The Laboratory of Organic Synthesis supervised by Ivanov also achieved a number of breakthroughs in organic synthesis. New synthetic methods were developed, involving the reaction of ambident nucleophilic reagents (prepared by metalation of esters, nitriles and amides of alkanoic and arylacetic acids) with N-acylated aldimines and ketimines.

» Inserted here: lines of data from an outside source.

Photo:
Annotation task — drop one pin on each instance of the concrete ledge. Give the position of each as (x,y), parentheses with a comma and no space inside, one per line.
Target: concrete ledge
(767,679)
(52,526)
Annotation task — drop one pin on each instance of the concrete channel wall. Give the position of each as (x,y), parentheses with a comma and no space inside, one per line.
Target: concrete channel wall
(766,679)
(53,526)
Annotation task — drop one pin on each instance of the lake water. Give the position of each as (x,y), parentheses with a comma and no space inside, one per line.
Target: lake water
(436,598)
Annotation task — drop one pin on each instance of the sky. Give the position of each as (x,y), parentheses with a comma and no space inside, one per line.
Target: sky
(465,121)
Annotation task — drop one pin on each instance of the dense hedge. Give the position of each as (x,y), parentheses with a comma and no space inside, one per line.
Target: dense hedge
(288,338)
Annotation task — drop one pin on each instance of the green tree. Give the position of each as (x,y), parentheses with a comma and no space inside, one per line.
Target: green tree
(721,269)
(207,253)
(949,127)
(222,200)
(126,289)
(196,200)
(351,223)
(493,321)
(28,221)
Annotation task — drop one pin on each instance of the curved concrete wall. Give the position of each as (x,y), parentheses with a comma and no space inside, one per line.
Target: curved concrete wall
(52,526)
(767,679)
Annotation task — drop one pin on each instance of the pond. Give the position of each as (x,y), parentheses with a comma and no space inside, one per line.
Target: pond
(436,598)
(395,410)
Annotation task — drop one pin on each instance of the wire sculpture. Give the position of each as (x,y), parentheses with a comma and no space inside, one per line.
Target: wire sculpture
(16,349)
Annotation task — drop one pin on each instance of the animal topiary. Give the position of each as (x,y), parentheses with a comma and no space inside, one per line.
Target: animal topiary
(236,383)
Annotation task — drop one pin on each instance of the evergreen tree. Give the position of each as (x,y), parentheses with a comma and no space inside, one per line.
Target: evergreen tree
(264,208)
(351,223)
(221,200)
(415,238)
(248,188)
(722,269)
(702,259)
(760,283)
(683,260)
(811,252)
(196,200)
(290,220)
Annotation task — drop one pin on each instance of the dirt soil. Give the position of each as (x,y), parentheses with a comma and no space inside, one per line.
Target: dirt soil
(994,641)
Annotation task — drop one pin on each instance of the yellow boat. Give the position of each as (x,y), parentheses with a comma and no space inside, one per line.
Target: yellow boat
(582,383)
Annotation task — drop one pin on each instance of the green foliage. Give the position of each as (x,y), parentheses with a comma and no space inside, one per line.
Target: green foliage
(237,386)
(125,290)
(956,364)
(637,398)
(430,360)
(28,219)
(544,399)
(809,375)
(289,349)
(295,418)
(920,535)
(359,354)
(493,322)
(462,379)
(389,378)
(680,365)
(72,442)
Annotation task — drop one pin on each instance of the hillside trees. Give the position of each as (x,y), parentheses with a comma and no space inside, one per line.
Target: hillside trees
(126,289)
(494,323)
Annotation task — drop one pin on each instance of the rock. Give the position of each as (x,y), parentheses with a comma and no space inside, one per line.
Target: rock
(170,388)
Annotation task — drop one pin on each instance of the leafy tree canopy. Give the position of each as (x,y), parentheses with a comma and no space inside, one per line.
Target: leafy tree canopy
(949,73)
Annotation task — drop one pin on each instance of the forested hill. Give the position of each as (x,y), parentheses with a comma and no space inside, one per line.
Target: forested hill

The resulting new derivatives of 3-acylaminopropanoic acids were transformed into various heterocyclic compounds: beta-lactams, 1,3-oxazines, 2-imidazolidinones, etc.

Ivanov and his lab studied in detail the reaction of 2-benzylbenzazoles with aromatic aldehydes under phase-transfer catalysis or in aprotic solvents in the presence of a water solution of sodium hydroxide leading to 2-styrylbenzazols or alcohols having a benzazole ring.
Detailed studies have been done under the conditions of the Michael reaction on the addition of metallic derivatives of CH-acidic compounds to substrates containing carbonyl or azomethine group or to substrates with an activated double bond.

Ivanov was the initiator of studies on the reaction of nucleophilic reagents with coumarins. A new interesting rearrangement of 3-substituted coumarins to 2-oxochromans-4-acetic acid derivatives was found for the first time. It is used for elaboration of preparative methods for conversion of nitriles, esters and amides of coumarin-3-carboxylic acid into the corresponding rearranged products.